TV-Kommentator, Youtuber – am meisten Spaß wird Ihnen doch aber sicherlich das Darts spielen an sich machen, oder?

Ja klar. Jeder, der schon mal an einem Wettbewerb oder einer Liga teilgenommen hat, wird sagen: Egal, über welche Alltagsprobleme man sich Gedanken macht – vor dem Board ist man konzentriert und vergisst alles. Da ist man in einer Wohlfühl-Zone. Und in meinem Fall läuft alles immer relativ gut. Klar, ich bin kein Weltklasse-Spieler, aber ich bin zufrieden. Darts gibt mir ein gutes Gefühl.

Wann kann man Sie vor dem Board wieder in Aktion sehen?

In zwei Wochen starten die UK Open in England. Da bin ich qualifiziert. Dann kommt es darauf an, für wie viele Turniere ich mich qualifiziere.

Was ist das Ziel?

Am Ende des Jahres – nach der nächsten WM – mindestens 64. der Weltrangliste zu sein. Im Moment bin ich 70. Wenn ich Platz 64 halten kann oder besser bin, dann bin ich qualifiziert, die Profi-Tour in England zu spielen.

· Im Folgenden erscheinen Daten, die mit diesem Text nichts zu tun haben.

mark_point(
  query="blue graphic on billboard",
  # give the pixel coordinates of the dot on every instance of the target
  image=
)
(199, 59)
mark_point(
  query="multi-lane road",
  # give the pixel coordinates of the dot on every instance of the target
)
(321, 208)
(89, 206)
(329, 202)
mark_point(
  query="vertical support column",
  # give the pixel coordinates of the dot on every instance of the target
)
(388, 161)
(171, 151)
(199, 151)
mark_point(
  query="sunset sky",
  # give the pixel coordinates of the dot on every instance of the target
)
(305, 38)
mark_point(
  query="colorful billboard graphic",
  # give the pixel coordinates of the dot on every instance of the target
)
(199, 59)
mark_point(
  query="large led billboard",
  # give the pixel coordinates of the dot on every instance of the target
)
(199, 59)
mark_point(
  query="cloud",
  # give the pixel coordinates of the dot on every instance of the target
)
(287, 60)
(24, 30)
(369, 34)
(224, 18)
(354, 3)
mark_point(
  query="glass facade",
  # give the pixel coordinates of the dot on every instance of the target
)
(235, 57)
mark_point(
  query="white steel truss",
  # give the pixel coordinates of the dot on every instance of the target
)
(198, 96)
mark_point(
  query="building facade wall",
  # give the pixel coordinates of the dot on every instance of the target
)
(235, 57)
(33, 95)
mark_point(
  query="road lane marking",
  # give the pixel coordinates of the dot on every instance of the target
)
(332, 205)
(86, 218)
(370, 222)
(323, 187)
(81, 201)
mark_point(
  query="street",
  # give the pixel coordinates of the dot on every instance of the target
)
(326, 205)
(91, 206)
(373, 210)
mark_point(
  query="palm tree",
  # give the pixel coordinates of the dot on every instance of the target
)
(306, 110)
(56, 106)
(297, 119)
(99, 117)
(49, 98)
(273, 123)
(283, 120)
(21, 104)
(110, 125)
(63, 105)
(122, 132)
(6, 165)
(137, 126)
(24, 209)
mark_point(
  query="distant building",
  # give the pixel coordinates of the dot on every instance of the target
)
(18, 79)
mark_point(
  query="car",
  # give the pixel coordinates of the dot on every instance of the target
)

Sieht man Sie auch ab und zu noch in Freudenstadt spielen?

Ja, aber hauptsächlich E-Darts. Überall, wo ein E-Darts-Automat steht, könnte ich auftauchen.

Und darf man dann auch mal eine Runde mit Ihnen spielen?

Wer mich trifft und mich fragt, der darf auf jeden Fall mal eine Runde mit mir spielen. Wir haben ja auch eine eigene Darts-Liga in Freudenstadt, in der ich ab und zu mal aktiv bin. Für die Leute dort bin ich aber nicht der Profi-Darter, denn die kennen mich ja alle schon seit 20 Jahren. Für die bin ich einfach der Robbie.   Die Fragen stellte Tim Geideck.